De mes blasphémateurs je briserai l'effort,
Et quiconque me hait n'aime enfin que la mort. (25)
 
 
 
 
 
 

Notes:

  1)  Ecoutez, car je parlerai de choses grandes, et mes lèvres s'ouvriront pour annoncer la justice. v. 6.

  2)  Car ma bouche publiera la vérité, et mes lèvres détesteront l'impiété. v. 7.

  3)  Apprenez, ô imprudents, ce que c'est que la sagesse ; et vous, ô insensés, acquérez l'intelligence du cur. v. 5.

  4)  Recevez les instructions que je vous donne plutôt que l'argent, et la science préférablement à l'or le plus pur. v. 10.

  5)  Car la  sagesse vaut mieux que les perles ; et tout ce qu'on désire ne peut lui être égalé. v. 11.

  6)  La crainte du Seigneur hait le mal : je hais l'insolence et l'orgueil, la voie corrompue et le dérèglement des peuples. v. 13.

  7)  C'est de moi que vient le conseil et tout ce qu'il y a de biens solides : je suis l'intelligence, et la force est à moi. v. 14.

  8)  C'est par moi que les Rois règnent, et que les législateurs ordonnent ce qui est juste. v. 15.

  9)  C'est par moi que les princes commandent, et que tous les puissants rendent justice sur la terre. v. 16.

10)  C'est avec moi que sont les richesses et la gloire, les richesses durables et la justice. v. 18.

11)  O hommes, c'est vous que j'appelle, et ma voix s'adresse aux enfants des hommes. v. 4.

12)  Le fruit que je porte est plus excellent que l'or même le plus fin ; et ce que je produis, que l'argent le plus épure. v. 19.

13)  Le Seigneur m'a possédée au commencement de ses voies ; j'étais avant ses ouvrages. v. 22.
       J'ai  reçu la puissance dès le commencement, avant la création de la terre. Ibid. v. 23.

14)  J'étais présente lorsqu'il réglait  les cieux et qu'il renfermait l'abîme dans un cercle. v. 27.
       Lorsqu'il imposait des lois à la mer, afin que les eaux ne passent point leurs bornes, et qu'il posait les fondements de la terre. v. 29.

15)  J'ai été conçue lorsque les abîmes n'étaient point, et avant que les fontaines fussent remplies d'eaux. v. 24.

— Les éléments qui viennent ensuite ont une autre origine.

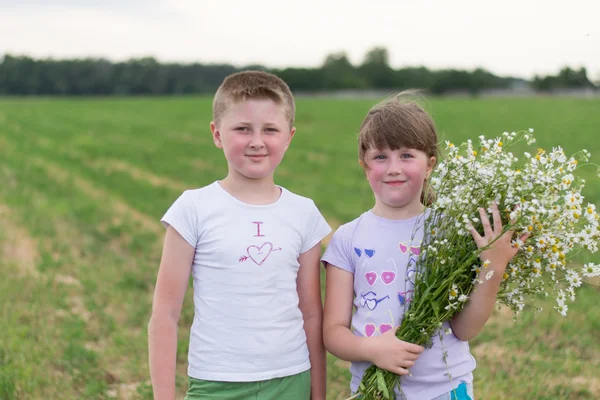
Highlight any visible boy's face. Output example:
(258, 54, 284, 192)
(211, 98, 295, 182)
(363, 147, 435, 214)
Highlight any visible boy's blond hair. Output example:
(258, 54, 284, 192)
(212, 71, 295, 128)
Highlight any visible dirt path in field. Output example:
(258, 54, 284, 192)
(0, 202, 40, 277)
(31, 157, 162, 237)
(87, 158, 189, 193)
(472, 341, 599, 396)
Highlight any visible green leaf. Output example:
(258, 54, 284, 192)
(376, 368, 390, 398)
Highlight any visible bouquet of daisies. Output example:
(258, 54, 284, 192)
(356, 129, 600, 399)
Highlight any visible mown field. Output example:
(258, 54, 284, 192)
(0, 96, 599, 400)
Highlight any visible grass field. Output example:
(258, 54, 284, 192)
(0, 96, 599, 399)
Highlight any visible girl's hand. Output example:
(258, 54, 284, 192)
(366, 328, 424, 376)
(469, 201, 529, 275)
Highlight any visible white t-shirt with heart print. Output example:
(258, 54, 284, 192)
(161, 181, 331, 382)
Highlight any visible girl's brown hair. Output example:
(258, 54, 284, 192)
(358, 92, 440, 205)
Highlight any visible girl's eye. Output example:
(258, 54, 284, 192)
(374, 155, 386, 160)
(401, 153, 414, 159)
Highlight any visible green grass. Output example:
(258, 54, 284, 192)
(0, 96, 599, 399)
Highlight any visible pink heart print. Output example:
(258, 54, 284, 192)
(365, 323, 376, 337)
(381, 271, 396, 284)
(379, 324, 393, 334)
(247, 242, 273, 266)
(365, 272, 377, 286)
(399, 242, 408, 253)
(410, 246, 421, 256)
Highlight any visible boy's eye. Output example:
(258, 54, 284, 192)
(235, 127, 250, 132)
(265, 128, 279, 133)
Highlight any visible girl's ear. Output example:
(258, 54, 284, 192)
(426, 156, 437, 179)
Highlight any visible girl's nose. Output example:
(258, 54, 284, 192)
(387, 158, 402, 174)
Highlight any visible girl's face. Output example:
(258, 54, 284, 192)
(363, 147, 435, 219)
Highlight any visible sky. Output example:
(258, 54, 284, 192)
(1, 0, 598, 80)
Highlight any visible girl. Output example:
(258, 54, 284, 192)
(322, 95, 522, 399)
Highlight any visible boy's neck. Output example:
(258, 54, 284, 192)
(219, 174, 281, 205)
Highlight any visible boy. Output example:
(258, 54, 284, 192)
(148, 71, 330, 400)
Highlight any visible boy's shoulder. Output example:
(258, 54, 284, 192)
(182, 181, 220, 197)
(279, 186, 318, 209)
(170, 181, 222, 211)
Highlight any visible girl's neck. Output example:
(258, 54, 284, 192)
(219, 173, 281, 205)
(371, 200, 425, 220)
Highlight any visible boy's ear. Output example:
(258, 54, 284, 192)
(210, 121, 223, 149)
(284, 126, 296, 150)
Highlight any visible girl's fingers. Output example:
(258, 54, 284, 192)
(491, 202, 502, 234)
(479, 207, 493, 237)
(468, 223, 484, 247)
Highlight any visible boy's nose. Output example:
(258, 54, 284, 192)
(248, 132, 265, 148)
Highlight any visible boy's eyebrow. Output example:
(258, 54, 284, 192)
(232, 121, 282, 126)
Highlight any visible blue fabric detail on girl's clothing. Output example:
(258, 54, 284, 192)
(450, 382, 471, 400)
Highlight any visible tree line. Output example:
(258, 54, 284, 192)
(0, 47, 597, 96)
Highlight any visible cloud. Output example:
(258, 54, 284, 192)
(0, 0, 170, 18)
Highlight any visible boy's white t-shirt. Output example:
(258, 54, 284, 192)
(161, 181, 331, 382)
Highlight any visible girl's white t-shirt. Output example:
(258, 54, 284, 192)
(161, 181, 331, 382)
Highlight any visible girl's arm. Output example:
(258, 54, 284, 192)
(451, 202, 527, 341)
(148, 226, 194, 400)
(297, 243, 326, 400)
(323, 264, 424, 376)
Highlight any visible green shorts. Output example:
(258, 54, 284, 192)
(184, 370, 311, 400)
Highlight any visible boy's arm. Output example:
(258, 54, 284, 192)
(148, 226, 194, 400)
(451, 202, 528, 341)
(297, 243, 326, 400)
(323, 264, 423, 376)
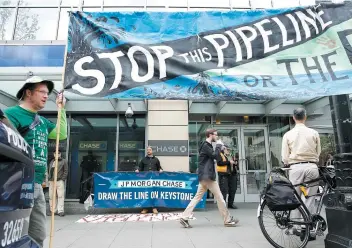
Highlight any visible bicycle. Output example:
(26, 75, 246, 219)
(257, 166, 336, 248)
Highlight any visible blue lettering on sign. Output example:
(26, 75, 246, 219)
(109, 179, 193, 190)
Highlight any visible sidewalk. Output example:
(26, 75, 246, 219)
(43, 203, 325, 248)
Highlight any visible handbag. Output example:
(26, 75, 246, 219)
(217, 153, 228, 173)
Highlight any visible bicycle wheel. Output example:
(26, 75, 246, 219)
(258, 199, 310, 248)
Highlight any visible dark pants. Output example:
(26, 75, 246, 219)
(219, 174, 237, 206)
(79, 170, 93, 203)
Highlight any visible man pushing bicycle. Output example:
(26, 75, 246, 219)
(281, 107, 321, 241)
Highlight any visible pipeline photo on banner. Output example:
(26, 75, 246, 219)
(93, 172, 207, 209)
(64, 3, 352, 100)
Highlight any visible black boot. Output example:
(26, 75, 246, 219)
(228, 204, 238, 209)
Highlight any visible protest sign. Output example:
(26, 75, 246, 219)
(64, 3, 352, 100)
(93, 172, 206, 209)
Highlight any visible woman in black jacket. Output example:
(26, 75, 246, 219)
(217, 145, 238, 209)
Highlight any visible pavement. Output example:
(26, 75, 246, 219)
(43, 203, 325, 248)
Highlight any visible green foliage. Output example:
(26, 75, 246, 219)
(319, 134, 336, 166)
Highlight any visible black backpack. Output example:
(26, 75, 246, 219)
(263, 170, 301, 211)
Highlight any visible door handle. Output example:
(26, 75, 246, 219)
(244, 159, 249, 175)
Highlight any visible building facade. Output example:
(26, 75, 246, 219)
(0, 0, 344, 202)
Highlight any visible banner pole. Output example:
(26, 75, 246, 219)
(49, 38, 69, 248)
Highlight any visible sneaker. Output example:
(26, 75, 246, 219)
(228, 205, 238, 209)
(152, 208, 158, 214)
(180, 218, 191, 228)
(58, 212, 65, 217)
(300, 229, 316, 241)
(141, 209, 148, 214)
(224, 217, 239, 227)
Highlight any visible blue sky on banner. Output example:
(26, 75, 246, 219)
(70, 6, 302, 50)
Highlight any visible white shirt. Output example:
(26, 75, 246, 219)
(281, 123, 321, 165)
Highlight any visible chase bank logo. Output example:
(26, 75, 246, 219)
(180, 146, 187, 153)
(79, 141, 107, 150)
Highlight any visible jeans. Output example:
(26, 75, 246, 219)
(29, 183, 47, 247)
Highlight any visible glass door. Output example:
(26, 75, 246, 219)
(239, 126, 271, 202)
(216, 127, 244, 202)
(214, 125, 271, 203)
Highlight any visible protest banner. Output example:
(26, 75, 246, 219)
(93, 172, 206, 209)
(63, 3, 352, 100)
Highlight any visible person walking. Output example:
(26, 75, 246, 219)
(135, 146, 162, 214)
(179, 128, 239, 228)
(47, 150, 68, 217)
(216, 145, 238, 209)
(4, 76, 67, 247)
(281, 107, 321, 241)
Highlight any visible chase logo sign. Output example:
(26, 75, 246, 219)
(148, 140, 188, 156)
(79, 141, 107, 150)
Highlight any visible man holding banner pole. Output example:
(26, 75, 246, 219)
(179, 128, 239, 228)
(4, 76, 67, 247)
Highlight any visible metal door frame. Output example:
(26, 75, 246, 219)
(239, 125, 271, 202)
(213, 124, 271, 203)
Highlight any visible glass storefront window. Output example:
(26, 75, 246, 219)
(103, 0, 145, 6)
(103, 7, 144, 11)
(249, 0, 272, 8)
(60, 0, 79, 6)
(188, 123, 198, 173)
(0, 0, 17, 6)
(272, 0, 299, 8)
(19, 0, 59, 6)
(164, 0, 188, 6)
(189, 122, 213, 173)
(243, 129, 267, 194)
(268, 116, 290, 168)
(83, 0, 102, 6)
(82, 7, 102, 11)
(67, 115, 117, 199)
(146, 0, 167, 6)
(14, 8, 58, 40)
(57, 7, 69, 40)
(118, 116, 146, 171)
(0, 7, 16, 40)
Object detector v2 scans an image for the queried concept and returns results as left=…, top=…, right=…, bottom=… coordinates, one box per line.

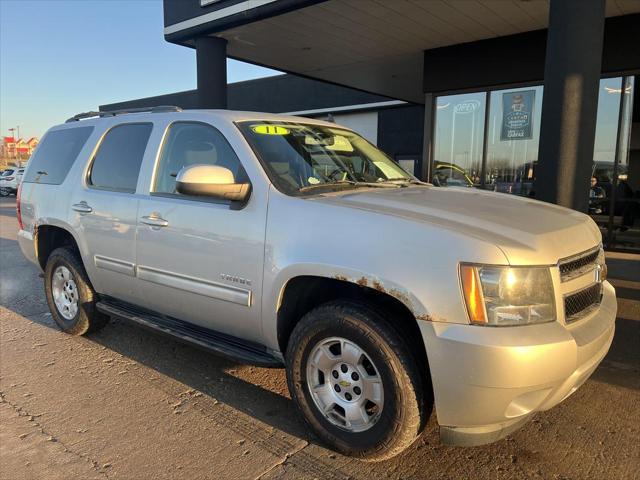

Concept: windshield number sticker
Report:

16)  J'ai été engendrée avant que les montagnes fussent affermies, avant les collines. v. 25.

17)  Le Seigneur n'avait point fait encore la terre, ni les campagnes, ni ce qu'il y a de plus beau dans cette poussière qui forme le monde habitable. v. 26.

18)  J'étais avec lui, et je conduisais l'ouvrage ; chaque jour il mettait en moi ses complaisances, et je me jouais sous ses yeux en tout temps. v. 30.

19)  Lorsqu'il affermissait les nuées au-dessus, et qu'il resserrait avec force les sources de l'abîme. v. 28.

20)  Je me jouais dans la formation de l'univers et de la terre qui est à lui, et mes délices sont avec les enfants de l'homme. v. 31.

21)  Maintenant donc, enfants, écoutez-moi : Heureux ceux qui gardent mes voies. v. 32.

22)  Ecoutez l'instruction, et devenez sages, et ne la rejetez point. v. 33.

23)  Heureux l'homme qui m'écoute, qui veille tous les jours à l'entrée de ma maison, et qui se tient près des poteaux de ma maison. v. 34.

24)  Car celui qui me trouve, trouve la vie, et il obtiendra du Seigneur ce qu'il désire. v. 35.

25)  Mais celui qui pèche contre moi se prive lui-même de la vie ; tous ceux qui me haïssent aiment la mort. v. 36.